Pandemic and Art: Here are the Culture Themes That Have Emerged Since 2020

An event as enormous as earth-shaking as the COVID-19 pandemic is bound to have an effect on the culture. The Black Plague led directly into the Renaissance, and the Roaring Twenties can be seen as an exuberant rebuke of the devastation wrought by the 1918 “Spanish Flu”. While we may not have known what cultural themes would take hold in our own great paradigm shift, it’s now been about a year and a half since the pandemic took hold, and we can see some of these new colors taking hold through the art we create and consume.

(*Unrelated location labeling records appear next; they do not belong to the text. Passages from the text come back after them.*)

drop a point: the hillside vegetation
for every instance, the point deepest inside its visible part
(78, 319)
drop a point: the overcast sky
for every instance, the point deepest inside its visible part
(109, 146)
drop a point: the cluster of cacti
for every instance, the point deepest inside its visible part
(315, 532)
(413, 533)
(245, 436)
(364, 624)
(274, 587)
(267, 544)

A desire for kinder, gentler stories

A major mid-pandemic cultural shift we’ve seen has been a desire for TV and movies that embraces kindness and hope. It makes sense, given the darkness of these times, that we would move toward light, and surprise viral hits like Ted Lasso and Barb and Star Go to Vista Del Mar show that we did. This new batch of storytelling about people who care about each other being kind has struck a chord with viewers.

With streaming having such a boom, viewers have been binging old favorites along with the old. The most lucrative streaming properties are still old favorites like Friends, The Office, and Seinfeld, as we’ve sought the warmth of nostalgia for simpler times.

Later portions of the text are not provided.